HUIS CLOS

au Lucernaire
53 rue N.D des Champs, 75006
PARIS
Tél :01 45 44 57 34

Du 20 juillet au 10 septembre (sauf D et L) à 21h.

Alors qu'on voit souvent, et même de plus en plus de pâles adaptations littéraires de tel ou tel, voici que le Lucernaire accueille une vraie pièce, «  Huis-Clos », de Jean-Paul Sartre, écrite, raconte-t-il, pour donner à deux comédiennes et un comédien de ses amis, des rôles équivalents. Il s'agissait donc qu'aucun ne quitte la scène durant la représentations. L'idée de l'enfer, c'est toujours Sartre qui parle, s'imposa rapidement.
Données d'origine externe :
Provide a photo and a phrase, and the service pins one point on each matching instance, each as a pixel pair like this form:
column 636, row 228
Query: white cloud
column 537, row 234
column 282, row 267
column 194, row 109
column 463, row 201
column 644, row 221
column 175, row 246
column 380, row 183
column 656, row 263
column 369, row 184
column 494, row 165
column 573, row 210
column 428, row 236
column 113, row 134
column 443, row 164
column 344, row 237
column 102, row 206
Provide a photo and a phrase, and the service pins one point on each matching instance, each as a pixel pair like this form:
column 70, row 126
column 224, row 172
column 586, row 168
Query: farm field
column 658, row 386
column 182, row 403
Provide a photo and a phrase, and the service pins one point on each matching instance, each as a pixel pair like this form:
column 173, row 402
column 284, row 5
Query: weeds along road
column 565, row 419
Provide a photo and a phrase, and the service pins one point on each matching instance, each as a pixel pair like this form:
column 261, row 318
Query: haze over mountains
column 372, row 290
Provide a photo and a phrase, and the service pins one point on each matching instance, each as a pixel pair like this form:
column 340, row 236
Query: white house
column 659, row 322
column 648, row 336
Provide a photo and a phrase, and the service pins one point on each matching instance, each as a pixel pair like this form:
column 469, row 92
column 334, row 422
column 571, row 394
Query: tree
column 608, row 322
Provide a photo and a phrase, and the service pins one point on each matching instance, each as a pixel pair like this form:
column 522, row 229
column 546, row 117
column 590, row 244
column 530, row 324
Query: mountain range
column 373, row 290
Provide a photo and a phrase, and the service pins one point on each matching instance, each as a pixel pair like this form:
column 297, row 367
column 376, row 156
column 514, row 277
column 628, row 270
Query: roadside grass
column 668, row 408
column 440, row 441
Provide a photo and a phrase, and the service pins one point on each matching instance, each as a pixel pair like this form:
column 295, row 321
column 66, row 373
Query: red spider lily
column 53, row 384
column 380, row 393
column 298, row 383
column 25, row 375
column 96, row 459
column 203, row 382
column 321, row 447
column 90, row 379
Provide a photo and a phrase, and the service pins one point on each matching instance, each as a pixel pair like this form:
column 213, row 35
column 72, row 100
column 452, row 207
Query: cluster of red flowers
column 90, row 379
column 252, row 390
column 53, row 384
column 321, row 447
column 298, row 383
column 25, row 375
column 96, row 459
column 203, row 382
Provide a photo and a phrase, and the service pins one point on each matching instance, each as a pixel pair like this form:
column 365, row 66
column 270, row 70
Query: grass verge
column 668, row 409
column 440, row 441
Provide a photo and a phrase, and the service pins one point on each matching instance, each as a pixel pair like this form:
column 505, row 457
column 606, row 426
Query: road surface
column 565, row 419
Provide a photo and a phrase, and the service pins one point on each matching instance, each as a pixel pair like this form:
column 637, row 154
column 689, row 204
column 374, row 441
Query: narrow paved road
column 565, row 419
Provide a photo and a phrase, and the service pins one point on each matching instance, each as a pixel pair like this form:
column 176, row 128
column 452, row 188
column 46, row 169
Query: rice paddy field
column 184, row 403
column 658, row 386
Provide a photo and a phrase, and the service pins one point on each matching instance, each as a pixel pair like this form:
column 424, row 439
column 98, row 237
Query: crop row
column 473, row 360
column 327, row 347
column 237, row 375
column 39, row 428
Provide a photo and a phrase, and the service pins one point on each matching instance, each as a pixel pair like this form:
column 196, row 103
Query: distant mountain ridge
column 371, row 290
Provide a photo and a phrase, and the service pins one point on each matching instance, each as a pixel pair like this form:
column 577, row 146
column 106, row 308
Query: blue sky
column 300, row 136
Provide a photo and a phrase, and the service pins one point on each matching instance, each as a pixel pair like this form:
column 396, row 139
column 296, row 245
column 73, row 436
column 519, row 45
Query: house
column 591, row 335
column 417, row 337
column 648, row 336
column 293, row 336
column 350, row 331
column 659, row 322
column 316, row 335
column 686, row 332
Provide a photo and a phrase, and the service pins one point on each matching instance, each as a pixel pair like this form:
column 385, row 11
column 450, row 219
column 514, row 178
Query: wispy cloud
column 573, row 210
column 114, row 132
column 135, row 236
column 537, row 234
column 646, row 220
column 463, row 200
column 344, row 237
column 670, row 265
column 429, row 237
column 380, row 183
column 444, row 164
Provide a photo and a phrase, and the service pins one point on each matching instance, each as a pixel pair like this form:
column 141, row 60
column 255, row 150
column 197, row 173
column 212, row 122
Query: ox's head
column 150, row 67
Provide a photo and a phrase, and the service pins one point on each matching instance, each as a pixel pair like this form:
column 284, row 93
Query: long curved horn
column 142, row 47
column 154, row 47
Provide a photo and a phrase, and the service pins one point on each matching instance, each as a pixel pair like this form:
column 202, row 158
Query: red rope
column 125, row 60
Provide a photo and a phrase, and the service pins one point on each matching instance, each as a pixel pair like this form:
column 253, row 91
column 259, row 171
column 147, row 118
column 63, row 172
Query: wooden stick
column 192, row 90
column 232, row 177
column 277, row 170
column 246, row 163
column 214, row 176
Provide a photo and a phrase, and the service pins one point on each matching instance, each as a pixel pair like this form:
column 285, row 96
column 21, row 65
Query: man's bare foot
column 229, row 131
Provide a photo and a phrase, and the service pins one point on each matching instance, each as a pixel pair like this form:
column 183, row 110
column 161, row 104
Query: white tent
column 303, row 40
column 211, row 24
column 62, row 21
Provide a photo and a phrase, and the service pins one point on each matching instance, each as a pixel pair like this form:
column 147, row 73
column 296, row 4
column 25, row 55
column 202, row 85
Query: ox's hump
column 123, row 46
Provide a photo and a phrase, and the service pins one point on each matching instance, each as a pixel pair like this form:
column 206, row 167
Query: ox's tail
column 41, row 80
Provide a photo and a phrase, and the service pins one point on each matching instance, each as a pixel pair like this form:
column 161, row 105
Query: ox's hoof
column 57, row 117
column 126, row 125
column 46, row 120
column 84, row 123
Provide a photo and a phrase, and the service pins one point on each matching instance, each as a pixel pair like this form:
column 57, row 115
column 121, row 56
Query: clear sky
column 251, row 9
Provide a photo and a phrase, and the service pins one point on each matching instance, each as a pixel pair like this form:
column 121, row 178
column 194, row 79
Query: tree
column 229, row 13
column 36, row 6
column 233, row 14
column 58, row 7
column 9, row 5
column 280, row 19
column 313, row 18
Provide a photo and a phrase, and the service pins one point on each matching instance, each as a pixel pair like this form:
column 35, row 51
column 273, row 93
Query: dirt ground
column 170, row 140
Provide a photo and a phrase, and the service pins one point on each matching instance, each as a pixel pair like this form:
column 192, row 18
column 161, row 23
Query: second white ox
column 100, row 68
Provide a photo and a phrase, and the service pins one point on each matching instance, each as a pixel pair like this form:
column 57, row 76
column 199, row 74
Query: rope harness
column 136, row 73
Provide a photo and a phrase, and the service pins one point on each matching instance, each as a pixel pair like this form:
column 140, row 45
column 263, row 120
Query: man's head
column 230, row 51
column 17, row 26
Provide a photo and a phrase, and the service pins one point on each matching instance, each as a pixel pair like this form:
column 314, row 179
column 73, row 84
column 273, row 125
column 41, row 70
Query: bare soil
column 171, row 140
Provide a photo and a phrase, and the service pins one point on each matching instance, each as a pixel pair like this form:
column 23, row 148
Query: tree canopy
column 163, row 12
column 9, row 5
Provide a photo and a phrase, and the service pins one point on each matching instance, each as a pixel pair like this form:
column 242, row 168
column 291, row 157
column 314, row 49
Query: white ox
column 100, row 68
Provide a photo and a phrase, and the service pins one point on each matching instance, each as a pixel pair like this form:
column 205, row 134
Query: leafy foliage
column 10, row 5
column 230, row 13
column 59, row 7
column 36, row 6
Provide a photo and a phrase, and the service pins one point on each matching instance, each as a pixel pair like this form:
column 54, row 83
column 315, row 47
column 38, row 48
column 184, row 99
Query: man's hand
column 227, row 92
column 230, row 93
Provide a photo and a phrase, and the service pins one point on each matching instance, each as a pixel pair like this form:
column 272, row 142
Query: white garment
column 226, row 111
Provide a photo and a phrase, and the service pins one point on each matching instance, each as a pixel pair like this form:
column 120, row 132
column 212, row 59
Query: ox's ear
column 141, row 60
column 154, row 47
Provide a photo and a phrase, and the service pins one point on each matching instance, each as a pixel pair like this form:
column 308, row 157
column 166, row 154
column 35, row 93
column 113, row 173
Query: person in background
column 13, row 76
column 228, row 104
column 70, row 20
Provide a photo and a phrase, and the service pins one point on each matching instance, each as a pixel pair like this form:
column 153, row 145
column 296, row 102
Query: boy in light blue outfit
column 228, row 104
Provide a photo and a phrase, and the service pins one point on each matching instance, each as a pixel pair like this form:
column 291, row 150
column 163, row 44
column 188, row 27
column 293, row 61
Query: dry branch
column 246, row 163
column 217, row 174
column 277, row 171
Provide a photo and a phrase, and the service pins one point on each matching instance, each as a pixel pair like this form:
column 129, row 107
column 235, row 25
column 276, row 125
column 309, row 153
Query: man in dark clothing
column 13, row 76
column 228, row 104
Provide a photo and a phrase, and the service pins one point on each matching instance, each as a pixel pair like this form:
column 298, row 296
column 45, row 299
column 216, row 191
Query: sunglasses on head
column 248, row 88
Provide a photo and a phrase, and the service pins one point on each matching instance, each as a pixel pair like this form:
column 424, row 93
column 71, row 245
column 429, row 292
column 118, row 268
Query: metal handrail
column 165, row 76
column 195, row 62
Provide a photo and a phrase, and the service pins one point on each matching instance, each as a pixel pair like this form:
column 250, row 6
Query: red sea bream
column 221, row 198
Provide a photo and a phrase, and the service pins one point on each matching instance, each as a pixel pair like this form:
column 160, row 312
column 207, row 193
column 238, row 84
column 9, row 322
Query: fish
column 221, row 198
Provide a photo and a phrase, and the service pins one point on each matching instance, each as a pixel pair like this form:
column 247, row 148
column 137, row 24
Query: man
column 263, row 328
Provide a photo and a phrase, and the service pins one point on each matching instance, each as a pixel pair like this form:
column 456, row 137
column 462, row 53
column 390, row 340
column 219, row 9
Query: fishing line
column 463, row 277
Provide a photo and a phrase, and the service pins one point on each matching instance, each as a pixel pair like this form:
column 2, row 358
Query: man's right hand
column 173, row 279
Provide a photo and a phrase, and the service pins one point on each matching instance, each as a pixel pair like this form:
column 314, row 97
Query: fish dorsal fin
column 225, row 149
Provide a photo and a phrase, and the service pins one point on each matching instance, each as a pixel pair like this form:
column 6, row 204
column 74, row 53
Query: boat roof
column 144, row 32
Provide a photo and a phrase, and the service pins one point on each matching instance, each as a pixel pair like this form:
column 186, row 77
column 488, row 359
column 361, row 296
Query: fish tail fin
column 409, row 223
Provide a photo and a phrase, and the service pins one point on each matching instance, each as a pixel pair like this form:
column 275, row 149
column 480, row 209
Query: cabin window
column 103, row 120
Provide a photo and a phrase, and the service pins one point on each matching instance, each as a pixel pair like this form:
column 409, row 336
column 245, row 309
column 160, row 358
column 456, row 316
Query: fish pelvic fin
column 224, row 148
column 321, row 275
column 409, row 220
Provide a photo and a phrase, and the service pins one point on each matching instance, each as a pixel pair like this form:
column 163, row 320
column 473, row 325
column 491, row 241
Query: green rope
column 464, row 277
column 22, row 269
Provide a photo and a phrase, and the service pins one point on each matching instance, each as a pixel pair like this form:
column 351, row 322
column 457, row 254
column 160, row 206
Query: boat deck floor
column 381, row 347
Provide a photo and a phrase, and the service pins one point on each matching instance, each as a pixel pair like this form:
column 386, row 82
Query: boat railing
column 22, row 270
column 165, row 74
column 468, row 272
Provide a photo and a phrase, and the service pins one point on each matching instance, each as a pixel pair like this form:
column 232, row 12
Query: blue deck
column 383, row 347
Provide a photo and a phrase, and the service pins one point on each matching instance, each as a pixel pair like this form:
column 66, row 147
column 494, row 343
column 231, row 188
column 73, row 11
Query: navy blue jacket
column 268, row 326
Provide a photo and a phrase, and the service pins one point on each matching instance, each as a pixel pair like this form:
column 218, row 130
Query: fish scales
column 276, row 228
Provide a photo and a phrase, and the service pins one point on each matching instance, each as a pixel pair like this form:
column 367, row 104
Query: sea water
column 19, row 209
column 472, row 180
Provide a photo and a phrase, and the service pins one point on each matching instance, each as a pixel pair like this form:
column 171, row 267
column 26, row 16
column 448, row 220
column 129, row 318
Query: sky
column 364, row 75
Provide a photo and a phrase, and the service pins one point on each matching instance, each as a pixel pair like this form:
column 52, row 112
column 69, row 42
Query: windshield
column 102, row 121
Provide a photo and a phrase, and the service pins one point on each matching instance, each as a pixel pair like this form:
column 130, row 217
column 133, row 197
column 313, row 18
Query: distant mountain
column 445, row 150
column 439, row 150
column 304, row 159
On mesure la coquetterie du propos. En fait, l'enfer et ses représentations, cette idée de punition perpétuelle, devait préoccuper depuis longtemps l'auteur de « la nausée ».

Ainsi donc revoici le décor de salon bourgeois, les lampes kitch, le bronze hideux, et ce garçon d'étage qu'on a habillé (pourquoi ?) en garçon de bain, peignoir et lunettes de soleil à la clé.

Garcin, le premier arrivant, est journaliste. De son discours embrouillé, on parvient à établir qu'il a été fusillé. La seconde entrante est Inès, une femme « damnée » de son vivant, comme elle le dit elle-même, car homosexuelle. L'échec de sa relation précédente la hante. La troisième, Estelle, prétend ne pas savoir pourquoi elle est là. Après des passes d'arme tendues, voire explosives, la vérité, les vérités plutôt, se font jour : Garcin est un lâche et Estelle une infanticide.  On pourrait sourire de voir Sartre montrer du doigt ce qui, à l'époque, méritait à coup sûr l'enfer. Et puis, pris par le jeu très fort des comédiens, par cette proximité qui nous touche, on oublie le côté démonstratif, voire didactique que ce théâtre peut avoir. On se dit que la pièce de Sartre fonctionne encore. Et plutôt bien. Un auteur contemporain mettrait sans doute en scène  un pédophile, un responsable de génocide, voire un escroc responsable de la ruine de millions de personnes, …peu importe.

Ce serait trop simple si la mort effaçait tout, les hontes comme les passions : ici, elles perdurent. Et c'est davantage les jeux de séduction et de pardon entre les personnages qui fait qu'ils se retrouvent véritablement « en enfer ». Non victimes de gril, de poulies ou de flammes mais bien à cause des « autres ».

Dirigé efficacement, présentant ce soir-là deux comédiennes et un comédien  « habités », ce spectacle rend heureux.  Pourquoi ? Sans doute parce que la pièce est déjà suffisamment « intello » pour qu'on se soit privé d'en rajouter. L'idée de diriger les interprètes dans un registre très physique et réactif,  fait qu'on accroche, fatalement.

Les comédiens et comédiennes choisis par Vladimir Steyaert jouent en alternance. Ils viennent des pays les plus divers : Togo, Croatie, Roumanie, …et leur approche dramatique, en plus de leur accent, nous les rendent lointains et proches à la fois. Citons-les tous : Ursa Raukar, Roger Atikpo, AdelaMinae, LarissaCholomova, plus Jérôme Veyhl et Antoine Sastre.

L'été n'est pas si prodigue en bons spectacles et celui-ci mérite le détour.